Чивон отрицательно покачала головой. У неё не хватало смелости собственными глазами увидеть дочь в одном помещении с этим ребёнком, увидеть, как дочка обнимает его. Чивон была в ужасе и не хотела, чтобы дочь поняла это. Чивон всё время вспоминала этого ребёнка, каким она увидела его в суматохе первого дня. Она видела его всего мгновение. Тощие ручки и ножки, глаза, нос, рот и уши, вплотную сгрудившиеся на ярко-красном скукоженном лице. Появившийся на свет ребёнок, которому не было и семи месяцев, был похож скорее не на человека, а на детёныша обезьянки, которого насильно извлекли из материнского живота. Чивон никак не могла выкинуть из головы этот образ младенца, похожего на маленькую обезьянку. Она сразу пожалела, что по неосторожности вообще взглянула на ребёнка. Нельзя было допускать такой беспечности. Как и в других делах, которые потом не повернуть вспять.
Книги «Всё о беременности и родах для будущей матери» у неё уже не было. За прошедшее время они успели три или четыре раза переехать, и неизвестно где и как книга затерялась. И сейчас Чивон уже не могла вспомнить, говорилось ли в этой книге что-нибудь о недоношенных детях. Нет. Возможно, там было что-то про специальные упражнения для предотвращения преждевременных родов, но нигде не было ни слова про недоношенных детей. Потому что ни одной женщине в ожидании малыша не хочется читать про жизнь недоношенных младенцев. Аналогично люди, собирающиеся получить водительские права, не хотят знать о жизни пострадавших в ДТП. Когда закончилось время посещения, дочь вышла в коридор. Чивон тихо положила руки ей на плечи.
— Мама, ты видела нашего малыша? — простодушно спросила Поми.

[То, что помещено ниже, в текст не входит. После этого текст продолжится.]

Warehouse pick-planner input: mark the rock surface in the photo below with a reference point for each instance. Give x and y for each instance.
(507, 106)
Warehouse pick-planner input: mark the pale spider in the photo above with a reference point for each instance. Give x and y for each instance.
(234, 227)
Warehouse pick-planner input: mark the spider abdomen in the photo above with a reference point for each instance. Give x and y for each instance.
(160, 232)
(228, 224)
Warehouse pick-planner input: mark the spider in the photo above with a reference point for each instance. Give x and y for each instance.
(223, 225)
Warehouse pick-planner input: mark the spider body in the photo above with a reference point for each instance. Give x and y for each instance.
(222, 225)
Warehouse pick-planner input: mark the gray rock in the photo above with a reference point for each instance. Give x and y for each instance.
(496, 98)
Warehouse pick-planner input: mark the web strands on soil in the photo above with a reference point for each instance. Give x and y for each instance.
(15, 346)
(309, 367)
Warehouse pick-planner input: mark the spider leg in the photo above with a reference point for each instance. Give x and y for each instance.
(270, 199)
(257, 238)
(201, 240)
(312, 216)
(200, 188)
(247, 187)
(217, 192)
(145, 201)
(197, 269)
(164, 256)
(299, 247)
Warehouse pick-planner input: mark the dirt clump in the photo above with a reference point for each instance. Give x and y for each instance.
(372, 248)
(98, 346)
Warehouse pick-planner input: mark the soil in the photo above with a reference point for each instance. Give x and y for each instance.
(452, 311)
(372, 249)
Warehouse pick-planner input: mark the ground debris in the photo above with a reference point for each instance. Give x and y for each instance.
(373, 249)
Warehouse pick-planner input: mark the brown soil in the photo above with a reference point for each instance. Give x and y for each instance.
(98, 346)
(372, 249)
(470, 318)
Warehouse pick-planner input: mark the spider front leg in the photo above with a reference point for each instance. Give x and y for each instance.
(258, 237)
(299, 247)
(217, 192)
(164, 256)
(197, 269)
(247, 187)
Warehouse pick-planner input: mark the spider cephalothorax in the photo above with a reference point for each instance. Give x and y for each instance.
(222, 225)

Чивон не сказала: «Да, она красивая, хотя очень маленькая». Чивон вообще ничего не ответила дочери. Всю дорогу до палаты она поддерживала дочь под руку. Поми шла пошатываясь. Время от времени она клала руку поперёк груди, зажимая ладонь под мышкой.
— Мама, у меня здесь болит.
Похоже, у неё начало прибывать молоко.
— Медсестра на посту недавно мне сказала, что, если появится молоко, надо его сцедить и отнести им. Она сказала, что ребёнок будет его есть.
Чивон сразу пошла на пост. Она попросила выписать таблетки для прекращения лактации, но молоденькая медсестра отказала ей.
— Вы же знаете ситуацию? — тихо, но грозно осведомилась Чивон. — Этого ни в коем случае нельзя допустить! Дочка незамедлительно должна вернуться в школу.
Чивон донесла свою мысль предельно ясно. Больничная жизнь заставила её осознать, что, если тебе что-то нужно, ничего не случится, пока ты не заявишь о своём желании громко и чётко. А если даже это не помогает, значит, ничего не остаётся, кроме как сказать ещё громче.
— Вы опекун роженицы Поми? — Кто-то позвал её, назвав совершенно неправдоподобным именем. Чивон обернулась. Перед ней стоял врач, которого она видела в первый день в отделении реанимации новорождённых.